All of the above means I have a lot of sympathy for anyone who gets abuse. Look at Darren Drysdale, the referee who squared up to the Ipswich player Alan Judge recently. My first question is why should players be allowed to invade a referee’s personal space and shout at him? Instead, that referee has been charged with improper conduct and has no game this weekend.

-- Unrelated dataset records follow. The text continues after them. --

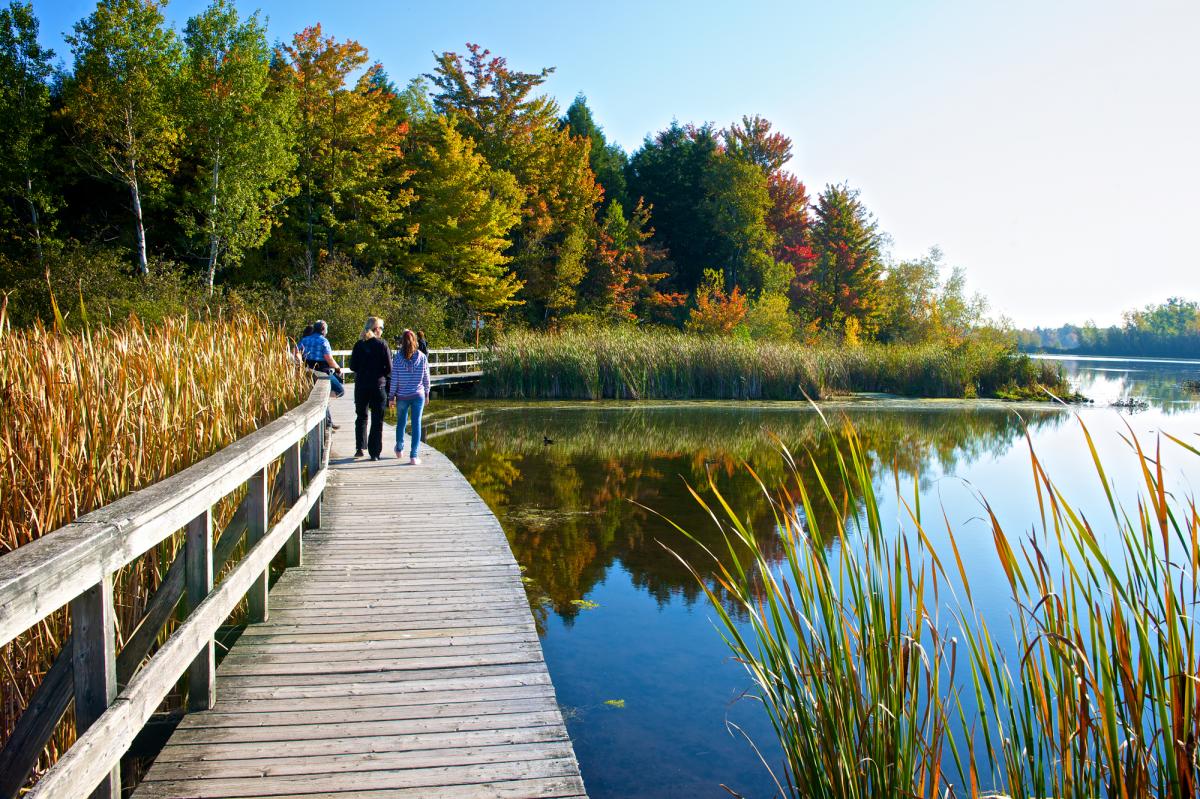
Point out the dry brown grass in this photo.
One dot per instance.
(94, 415)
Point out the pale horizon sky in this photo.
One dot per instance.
(1050, 149)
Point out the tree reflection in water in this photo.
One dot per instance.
(574, 508)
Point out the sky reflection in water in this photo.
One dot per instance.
(576, 514)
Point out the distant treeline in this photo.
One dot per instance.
(1167, 330)
(209, 158)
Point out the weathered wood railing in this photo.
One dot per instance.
(114, 692)
(447, 366)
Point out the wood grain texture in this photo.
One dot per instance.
(45, 575)
(400, 659)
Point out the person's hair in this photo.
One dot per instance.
(369, 328)
(408, 342)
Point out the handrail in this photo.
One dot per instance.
(43, 575)
(76, 564)
(437, 367)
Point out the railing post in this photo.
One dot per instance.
(316, 446)
(94, 662)
(258, 508)
(293, 551)
(202, 682)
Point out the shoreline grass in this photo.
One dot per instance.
(667, 365)
(1095, 692)
(96, 414)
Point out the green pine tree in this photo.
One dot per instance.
(24, 110)
(120, 100)
(238, 136)
(846, 280)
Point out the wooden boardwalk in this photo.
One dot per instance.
(400, 660)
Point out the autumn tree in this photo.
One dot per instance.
(717, 311)
(627, 270)
(351, 174)
(845, 288)
(754, 142)
(517, 131)
(607, 161)
(24, 110)
(120, 100)
(238, 132)
(463, 212)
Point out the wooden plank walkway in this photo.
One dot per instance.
(400, 660)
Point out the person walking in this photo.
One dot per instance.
(318, 355)
(409, 390)
(371, 364)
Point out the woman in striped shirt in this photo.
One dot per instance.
(409, 390)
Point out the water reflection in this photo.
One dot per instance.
(1165, 385)
(576, 514)
(575, 506)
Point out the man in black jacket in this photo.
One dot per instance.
(371, 362)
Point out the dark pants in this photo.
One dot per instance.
(369, 400)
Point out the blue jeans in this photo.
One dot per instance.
(412, 406)
(336, 390)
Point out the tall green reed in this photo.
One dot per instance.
(1096, 694)
(846, 650)
(667, 365)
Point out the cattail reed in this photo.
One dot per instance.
(96, 414)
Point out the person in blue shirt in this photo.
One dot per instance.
(318, 355)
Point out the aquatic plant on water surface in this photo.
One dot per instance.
(96, 414)
(882, 678)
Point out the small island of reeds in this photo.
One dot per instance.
(616, 364)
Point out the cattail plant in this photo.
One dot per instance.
(93, 415)
(670, 365)
(1096, 692)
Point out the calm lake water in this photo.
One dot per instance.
(623, 623)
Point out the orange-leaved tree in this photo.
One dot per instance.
(717, 311)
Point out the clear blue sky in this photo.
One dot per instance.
(1051, 149)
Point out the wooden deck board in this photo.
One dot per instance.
(399, 661)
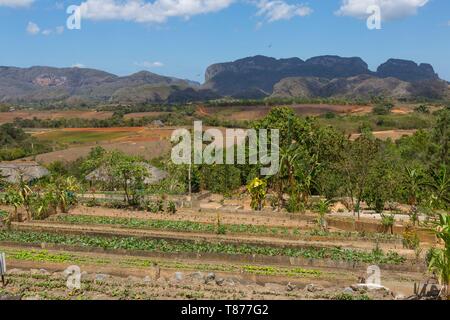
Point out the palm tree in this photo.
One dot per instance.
(413, 184)
(439, 184)
(439, 263)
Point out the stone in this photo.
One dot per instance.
(14, 271)
(348, 290)
(291, 287)
(44, 271)
(179, 276)
(220, 281)
(101, 277)
(313, 288)
(210, 277)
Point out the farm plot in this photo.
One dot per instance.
(6, 117)
(274, 255)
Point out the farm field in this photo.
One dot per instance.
(6, 117)
(146, 256)
(258, 112)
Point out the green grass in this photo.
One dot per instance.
(79, 137)
(46, 256)
(188, 226)
(158, 245)
(352, 123)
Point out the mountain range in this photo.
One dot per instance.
(252, 77)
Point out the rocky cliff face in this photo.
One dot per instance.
(406, 70)
(318, 76)
(45, 84)
(248, 78)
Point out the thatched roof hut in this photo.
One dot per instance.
(102, 174)
(12, 171)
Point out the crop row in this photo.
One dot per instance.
(159, 245)
(64, 257)
(189, 226)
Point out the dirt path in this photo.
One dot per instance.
(237, 276)
(205, 237)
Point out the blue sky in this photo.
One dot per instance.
(182, 37)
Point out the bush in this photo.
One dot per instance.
(171, 207)
(383, 109)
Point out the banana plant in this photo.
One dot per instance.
(439, 262)
(12, 197)
(257, 189)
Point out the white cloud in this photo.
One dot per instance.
(157, 11)
(149, 65)
(33, 28)
(390, 9)
(280, 10)
(16, 3)
(59, 30)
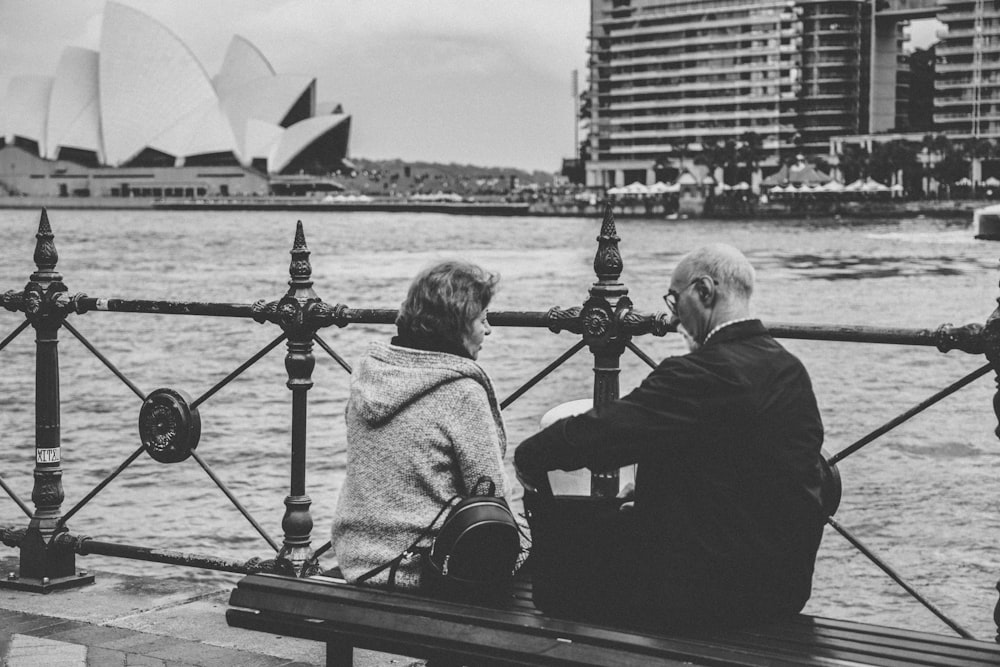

It’s even worse for black players, of course. I played in the Merseyside derby when John Barnes had a banana thrown at him and that was disgusting. I remember the monkey noises too. The Kop responded by throwing leeks at me but I was lucky – I never got abused for the colour of my skin. When you look at Gareth Southgate’s England side today, they simply wouldn’t have the team they do without black players yet the abuse goes on. I do wish there was something better than taking the knee before each game as I feel the players have done their bit now. Yes, there’s been a groundswell but real change needs to come from the top. Given some of Boris Johnson’s comments in the past, I’ve no real confidence in our government, and nor in the football authorities either. I’m still waiting, for instance, for a team to be binned from a competition for racist abuse. I also wonder why a good organisation like Show Racism the Red Card is still relying on donations and not better funded.

As for how players deal with all of this, if I were advising a footballer now I’d probably get someone else to manage their Twitter account so they wouldn’t see it because social media can be the most vicious thing in the world. People seem to see it as giving them free rein to let their feelings go. Yet most of these people aren’t so much keyboard warriors as keyboard cowards. They go home, get pissed, write something ridiculous and then change their accounts. And I know from personal experience that it’s not easy reporting people for abuse – I tried once and was told the terminology used didn’t qualify.

Ultimately, Twitter is like the Argument Clinic in Monty Python. If you say it’s a great day, somebody is bound to come on and say, ‘No it’s not’. It’s like living with Mr Angry and I do feel sorry for our young people. It’s easier for me at my age because I don’t give a s**t but we live in a judgemental society and have a problem with truth and trust. What you see on the tin isn’t necessarily inside it.